Oui, certes, je suis d’accord, il y eut quelques soucis au niveau de la géographie. King’s Landing a été « adaptée » pour mieux coller à la bataille de l’épisode 5. Un exemple parmi d’autres. Oui, parfois, les ellipses furent un peu brutales. Rien pour me déranger et me faire déconnecter, mais je comprends que cela ait pu irriter les plus tatillons. Personnellement, je me fous un peu de ce genre de choses quand le spectacle parvient, comme ce fut le cas ici, à me prendre aux tripes pour littéralement me clouer à mon canapé. C’est ma façon de vivre de tels divertissements. Un film, une série donc, mais aussi un livre ou un morceau de musique. Je n’ai jamais été celui qui pointait du doigt le micro encombrant dans la scène du parloir de Midnight Express. Les faux raccords m’ont toujours laissé indifférent. Scorsese, Coppola… Tous sont passés par là. Les plus grands chefs-d’œuvre contiennent leur lot d’erreurs. Pour faire la comparaison avec la musique, je me fous qu’un musicien fasse une fausse note pendant un concert quand l’émotion est là et que sur scène, le groupe déploie une énergie dévastatrice. Une coquille dans un livre, aussi prestigieux soit-il, ne va jamais me faire « sortir » de l’histoire si celle-ci a réussi à m’entraîner quelque-part où je n’étais jamais allé et où je me sens en l’occurrence très bien. C’est pour cela que j’aime autant le cinéma, les séries, la littérature et la musique. Un bon film peut totalement me sortir de la réalité l’espace d’un instant et m’encourager à rêver. Il peut me terroriser ou me faire rire, me faire oublier mes petits soucis, m’inspirer ou m’inciter à réfléchir sur tel ou tel sujet. Game Of Thrones m’a procuré ce genre de sensation. De saison en saison, depuis le premier jour, quand j’ai voulu jeter un œil à cette nouvelle série d’heroic fantasy, sans trop y croire (parce qu’avant, l’heroic fantasy à la TV, ce n’était pas gagné), l’histoire de Westeros et de ses Sept Couronnes m’a totalement habité. Quand j’aime quelque chose, j’aime à fond. Sans retenue. Sans peur du ridicule et sans tenir compte de ce que peuvent affirmer ceux qui n’aiment pas. La chute de Bran fut le premier choc. C’est là que j’ai vraiment été happé. La mort de Ned Stark, les répliques de Tyrion, la renaissance de Daenerys, les Noces Pourpres, la Bataille des Bâtards, la destruction du Mur… Autant de moments que j’ai vécu sans retenue. Et il en fut de même avec les nombreux temps forts de la dernière saison.

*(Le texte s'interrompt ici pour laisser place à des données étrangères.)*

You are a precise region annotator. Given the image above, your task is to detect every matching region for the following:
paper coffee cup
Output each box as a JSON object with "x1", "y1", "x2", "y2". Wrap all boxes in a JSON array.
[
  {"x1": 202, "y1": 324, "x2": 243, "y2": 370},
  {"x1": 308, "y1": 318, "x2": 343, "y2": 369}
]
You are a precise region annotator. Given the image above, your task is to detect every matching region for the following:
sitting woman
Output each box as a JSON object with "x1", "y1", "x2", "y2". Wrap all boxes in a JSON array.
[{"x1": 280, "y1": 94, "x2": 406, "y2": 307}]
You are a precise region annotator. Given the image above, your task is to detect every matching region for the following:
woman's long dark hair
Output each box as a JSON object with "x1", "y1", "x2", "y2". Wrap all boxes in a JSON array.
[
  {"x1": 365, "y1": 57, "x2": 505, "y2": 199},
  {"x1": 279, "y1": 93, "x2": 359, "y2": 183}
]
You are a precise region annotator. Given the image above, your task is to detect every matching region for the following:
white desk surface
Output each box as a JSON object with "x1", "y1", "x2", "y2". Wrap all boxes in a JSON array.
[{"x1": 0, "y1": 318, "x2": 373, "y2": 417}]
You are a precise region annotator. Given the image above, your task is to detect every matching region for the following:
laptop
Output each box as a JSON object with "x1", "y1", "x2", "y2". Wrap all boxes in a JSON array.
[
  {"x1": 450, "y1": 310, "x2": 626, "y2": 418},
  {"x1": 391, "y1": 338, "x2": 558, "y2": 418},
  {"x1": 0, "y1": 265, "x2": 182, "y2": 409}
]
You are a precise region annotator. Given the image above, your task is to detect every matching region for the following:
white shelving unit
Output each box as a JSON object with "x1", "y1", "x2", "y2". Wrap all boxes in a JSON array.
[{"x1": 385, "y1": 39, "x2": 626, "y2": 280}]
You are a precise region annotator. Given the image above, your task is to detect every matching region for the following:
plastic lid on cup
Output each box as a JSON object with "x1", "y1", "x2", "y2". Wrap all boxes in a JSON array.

Comment pourrais-je alors me « forcer » à reconsidérer tout ce que Game Of Thrones a pu m’offrir dans le seul but de tenter de tomber d’accord avec ceux qui n’ont pas aimé ? Comment et pourquoi ? Pourquoi chercher la poutre que, si on en croit certains commentaires, j’aurais dans l’œil si l’expérience que j’ai vécu depuis mon canapé n’a eu que peu d’équivalent dans ma vie d’adulte cinéphile et « sériephile » ? Dans quel but ? Devrais-je vraiment m’émouvoir devant un gobelet oublié sur une table et faire taire mon amour des personnages et ma passion pour une histoire de plus en plus intense ? On ne force pas la passion et en cela, je comprends les déçu.e.s et respecte tous les avis. Je trouve juste dommage, soit dit en passant, que certains de ces fans déconfis se soient à ce point braqués contre ceux qui ont aimé sans réserve. À titre de comparaison, je n’ai jamais vibré devant Avatar mais je n’ai jamais pour autant cherché à faire changer d’avis les admirateurs du film. Si je me retrouve à parler de musique à un type et que celui-ci me balance que pour lui Bigflo & Oli ont plus de talent que les Beatles, vais-je perdre du temps à tenter de le faire changer d’avis ? Admettons que j’y arrive ? Que le gars se range de mon côté et pense lui aussi que les Beatles, il n’y a pas photo, sont largement meilleurs. Qu’est ce que j’y aurais gagné ? J’aurai juste réussi à démonter la passion d’une personne. J’aurai détruit un truc qui la rendait heureuse. Je ne sais pas si je suis clair mais je pense que vous voyez ce que je veux dire…

Mais je le répète, je peux parfaitement comprendre les mauvaises critiques. Les plus argumentées en tout cas.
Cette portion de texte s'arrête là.